The U.S. is the only economically advanced nation to
rely heavily on multiple-choice tests. Other nations use performance-based
assessment where students are evaluated on the basis of real work such
as essays, projects and activities. Ironically, because these nations do
not focus on teaching to multiple-choice tests, they even score higher
than U.S. students on those kinds of tests.
? Doesn't taking the test help our school? No. Taking
the SAT 9 test only reinforces the falsehood that standardized testing
is a meaningful measure of student achievement. It also supports the rampant
suffocation of creativity and standardization of thought already present
in our educational system.
? What do independent education experts think about the
SAT 9 test? James Popham, a professor at UCLA, and Bob Schaeffer, public
education director of Fairtest (an independent organization that monitors
standardized testing), recently reviewed copies of the SAT 9 test that
were leaked to the Los Angeles Times. Their responses, as reported in the
Times, were as follows:
-"The truth is it's a fundamentally flawed testing system,"

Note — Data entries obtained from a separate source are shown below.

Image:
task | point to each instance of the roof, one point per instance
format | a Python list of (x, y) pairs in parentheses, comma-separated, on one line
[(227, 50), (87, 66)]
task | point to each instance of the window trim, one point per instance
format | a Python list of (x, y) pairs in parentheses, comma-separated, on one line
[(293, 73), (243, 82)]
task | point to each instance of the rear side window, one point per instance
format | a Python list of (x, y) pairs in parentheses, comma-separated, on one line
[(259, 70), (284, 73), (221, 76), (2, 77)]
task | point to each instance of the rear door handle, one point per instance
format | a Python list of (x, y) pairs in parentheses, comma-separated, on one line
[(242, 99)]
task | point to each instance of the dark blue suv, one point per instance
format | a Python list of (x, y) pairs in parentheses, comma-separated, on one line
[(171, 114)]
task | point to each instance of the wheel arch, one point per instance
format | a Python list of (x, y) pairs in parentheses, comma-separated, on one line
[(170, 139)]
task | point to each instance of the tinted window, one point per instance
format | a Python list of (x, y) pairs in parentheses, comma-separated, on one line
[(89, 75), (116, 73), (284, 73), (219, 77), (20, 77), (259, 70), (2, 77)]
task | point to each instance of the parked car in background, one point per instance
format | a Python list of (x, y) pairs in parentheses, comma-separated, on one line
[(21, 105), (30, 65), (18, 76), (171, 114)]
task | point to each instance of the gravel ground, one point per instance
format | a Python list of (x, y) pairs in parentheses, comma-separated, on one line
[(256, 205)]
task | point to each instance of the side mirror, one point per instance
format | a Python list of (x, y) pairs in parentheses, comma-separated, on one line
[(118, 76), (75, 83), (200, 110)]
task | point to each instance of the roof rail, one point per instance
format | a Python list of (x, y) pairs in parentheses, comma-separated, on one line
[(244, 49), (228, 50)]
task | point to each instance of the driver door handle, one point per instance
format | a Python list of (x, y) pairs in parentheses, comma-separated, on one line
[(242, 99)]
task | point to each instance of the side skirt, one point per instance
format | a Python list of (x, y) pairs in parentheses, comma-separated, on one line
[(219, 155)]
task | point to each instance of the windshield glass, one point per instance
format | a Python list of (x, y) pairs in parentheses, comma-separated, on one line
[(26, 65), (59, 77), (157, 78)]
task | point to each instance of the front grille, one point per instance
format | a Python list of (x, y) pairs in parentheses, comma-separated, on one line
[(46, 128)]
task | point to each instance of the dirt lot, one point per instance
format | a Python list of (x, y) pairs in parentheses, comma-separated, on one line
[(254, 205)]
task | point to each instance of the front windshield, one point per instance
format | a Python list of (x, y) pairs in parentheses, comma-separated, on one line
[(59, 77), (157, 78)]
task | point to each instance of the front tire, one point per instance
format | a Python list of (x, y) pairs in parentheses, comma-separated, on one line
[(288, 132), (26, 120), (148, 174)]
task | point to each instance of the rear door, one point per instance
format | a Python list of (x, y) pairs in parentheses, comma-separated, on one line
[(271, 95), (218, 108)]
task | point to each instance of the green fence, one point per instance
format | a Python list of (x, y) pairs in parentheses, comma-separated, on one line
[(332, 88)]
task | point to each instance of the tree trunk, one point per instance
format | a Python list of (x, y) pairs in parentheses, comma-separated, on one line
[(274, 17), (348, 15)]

said Popham. "Students' scores are almost certain to be meaningfully contaminated
by factors that have little to do with the effectiveness of a teaching
staffs instructional efforts."
-"If the public could look at the content of these exams,
people would be appalled at what's being used to measure educational quality,"
? Is it true that last year's tests results for our school
did not count?
Yes. Due to "testing irregularities", the SAT 9 scores
for Scripps Ranch were declared invalid. This year the results will not
"count" either - they will be used to recalibrate the score levels for
our school. This means that you wasted two weeks taking the test last year
- and if a single teacher errs in proctoring the test again this year,
you will have wasted your time once more.
? Why does the school district want us to do so well
on the tests?
High test scores allow Superintendent Alan Bersin to
"prove" the accomplishments of his "Blueprint for Success", a program that
no students or teachers in our district asked for. Based on this rather
dubious evidence, Bersin can and will use test "success" to justify anything.
? What happens if I don't take the test? Although records
are kept of student scores, refusing to take the SAT 9 test will not damage
your chances for college admission. The SAT I & II or ACT tests (although
not entirely accurate themselves) are the only standardized tests required
or used by colleges in the admissions processes.
? What's the big deal? Why not just put up with the SAT
The time spent testing might be used for actual learning,
and the money wasted could be put to better use improving school infrastructure
and resources - or perhaps more importantly rewarding our shamefully underpaid
teachers. Already, the school district is beginning to implement a High
School Exit Exam, even more extensive than the SAT 9. The further standardization
of our education must be stopped now! As students, we have absolutely no
control over the programs and policies that affect us every day. High educational
achievement can be achieved in other ways than wasteful and inaccurate
testing, and unfortunately the only effective way to voice our dissent
is through active disobedience. If we want an educational system that we
can be proud of; one that gives every type of student the chance to develop
his or her latent abilities, we hive no choice but to resist a system that
seek~only conformity, not greatness, from us.